Zorich's Mathematical Analysis Page 286:
- a) Making the formal substitution $z-a=(z-z_0)+(z_0-a)$ in the power series $\sum_{n=0}^{\infty}A_n(z-a)^n$ and gathering like terms, obtain a series $\sum_{n=0}^\infty C_n(z-z_0)^n$ and expressions for its oefficients in terms of $A_k$ and $(z_0-a)^k,k=0,1,2,\cdots$
b) Verify that if the original series converges in the disk $|z-a|<R$ and $|z_0-a|=r<R$ then the series defining $C_n,n=0,1,\cdots,$ converges absolutely and the series $\sum_{n=0}^\infty C_n(z-z_0)^n$ converges to $|z-z_0|<R-r$.

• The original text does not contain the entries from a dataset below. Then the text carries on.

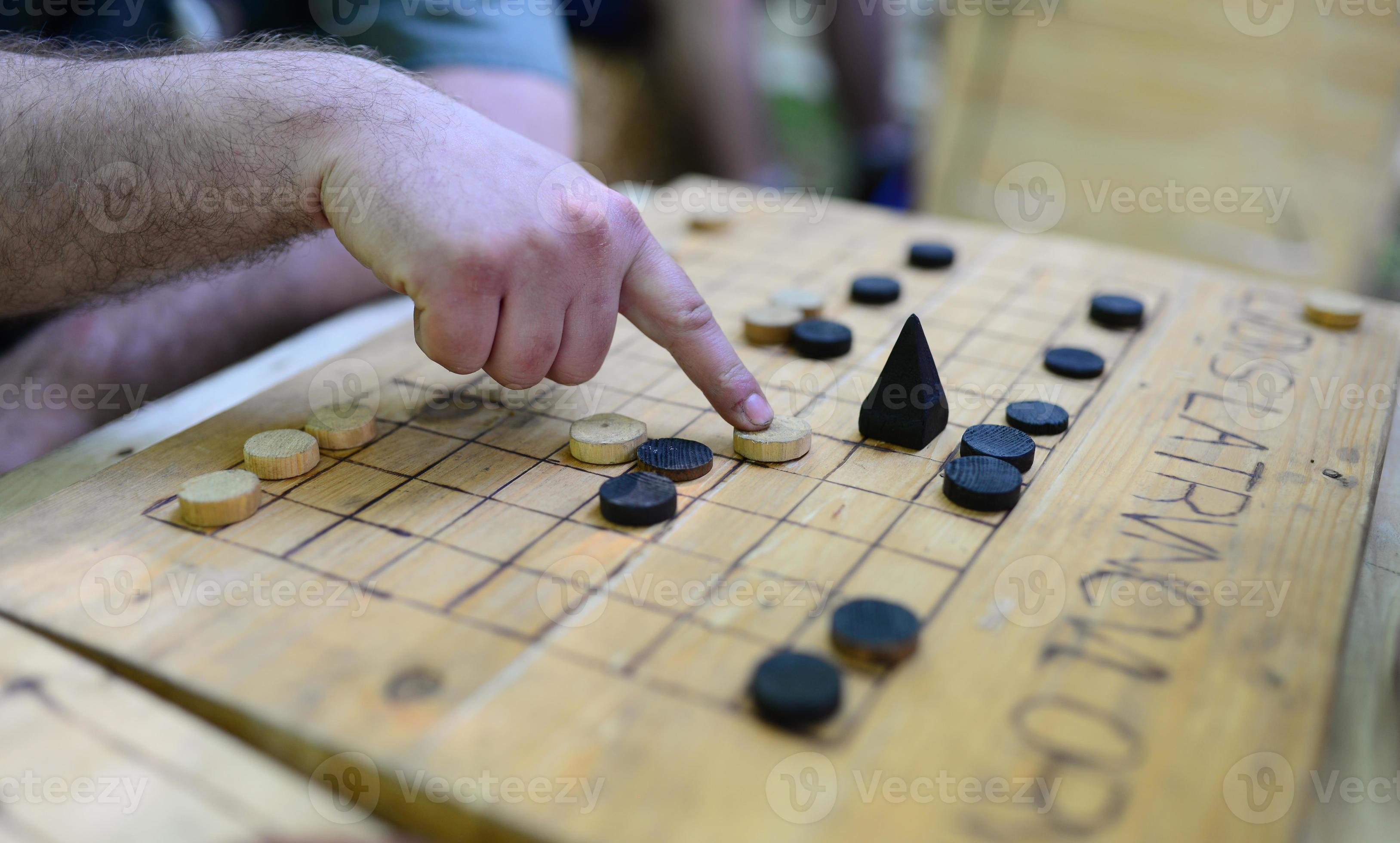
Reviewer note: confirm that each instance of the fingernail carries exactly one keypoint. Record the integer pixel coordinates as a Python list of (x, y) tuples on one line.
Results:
[(757, 411)]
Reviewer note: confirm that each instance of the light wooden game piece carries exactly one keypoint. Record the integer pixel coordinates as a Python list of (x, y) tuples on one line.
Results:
[(336, 432), (280, 454), (770, 325), (607, 439), (786, 439), (219, 498), (1333, 308), (800, 300)]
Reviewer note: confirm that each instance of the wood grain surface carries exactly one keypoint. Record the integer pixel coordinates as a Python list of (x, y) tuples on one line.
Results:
[(458, 612)]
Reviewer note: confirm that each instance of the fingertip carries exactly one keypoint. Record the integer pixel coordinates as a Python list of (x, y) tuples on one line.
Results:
[(757, 412)]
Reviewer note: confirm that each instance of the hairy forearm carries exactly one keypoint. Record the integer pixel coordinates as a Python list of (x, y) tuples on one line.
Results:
[(115, 174)]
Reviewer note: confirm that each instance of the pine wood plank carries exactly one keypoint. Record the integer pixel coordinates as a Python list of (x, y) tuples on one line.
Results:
[(460, 661), (89, 755)]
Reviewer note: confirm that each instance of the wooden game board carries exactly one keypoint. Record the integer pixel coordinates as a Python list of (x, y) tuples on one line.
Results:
[(511, 632)]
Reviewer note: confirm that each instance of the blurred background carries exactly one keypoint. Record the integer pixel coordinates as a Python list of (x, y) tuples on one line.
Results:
[(1251, 133)]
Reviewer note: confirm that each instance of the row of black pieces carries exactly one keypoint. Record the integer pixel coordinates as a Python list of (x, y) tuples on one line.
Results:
[(986, 477), (649, 496), (797, 691)]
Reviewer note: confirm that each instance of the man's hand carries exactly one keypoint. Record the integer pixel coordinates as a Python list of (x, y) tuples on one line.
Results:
[(517, 259), (118, 174)]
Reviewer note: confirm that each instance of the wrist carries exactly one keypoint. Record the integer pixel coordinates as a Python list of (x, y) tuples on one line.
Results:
[(352, 122)]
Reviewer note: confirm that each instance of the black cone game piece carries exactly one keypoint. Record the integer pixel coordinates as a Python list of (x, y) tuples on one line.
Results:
[(930, 255), (874, 290), (1116, 311), (1004, 443), (819, 339), (876, 631), (983, 483), (908, 405), (1074, 363), (1038, 418), (796, 691), (678, 460), (637, 499)]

c) Show that if $f(z)=\sum_{n=0}^\infty A_n(z-a)^n$ in the disk $|z-a|<R$ and $|z_0-a|<R$, then in the disk $|z-z_0|<R-|z_0-a|$ the function $f$ admits the representation $f(z)=\sum_{n=0}^\infty C_n(z-z_0)^n$
I have managed to solve part $a)$, but have no idea for part $b)$.
My Attempt for part a)
$$I=\sum_{n=0}^{\infty}A_n(z-a)^n$$$$=\sum_{n=0}^\infty A_n[(z-z_0)+(z_0-a)]^n$$$$=\sum_{n=0}^\infty A_n\sum_{k=0}^n \binom{n}{k} (z_0-a)^{n-k}(z-z_0)^k$$$$=\sum_{n=0}^\infty A_n\sum_{k=0}^\infty \binom{n}{k} (z_0-a)^{n-k}(z-z_0)^k$$$$=\sum_{n=0}^\infty \sum_{k=0}^\infty A_n \binom {n}{k} (z_0-a)^{n-k}(z-z_0)^k$$$$\sum_{k=0}^\infty \sum_{n=k}^\infty A_n\binom {n}{k} (z_0-a)^{n-k}(z-z_0)^k$$$$\sum_{k=0}^\infty \left( \sum_{n=k}^\infty A_n\binom {n}{k} (z_0-a)^{n-k}\right)(z-z_0)^k$$
Which gives us $C_k= \sum_{n=k}^\infty A_n\binom {n}{k} (z_0-a)^{n-k}$
My Partial Attempt for part b)
We know by Hadamard Theorem that $\overline{\lim_{n\to\infty}}\sqrt[n]{|A_n|}=\frac 1 R$, and we are now to prove that $\overline{\lim_{k\to\infty}}\sqrt[k]{|c_k|}=\frac{1}{R-r}.$
But I have failed to prove this limit equality. Could you help me?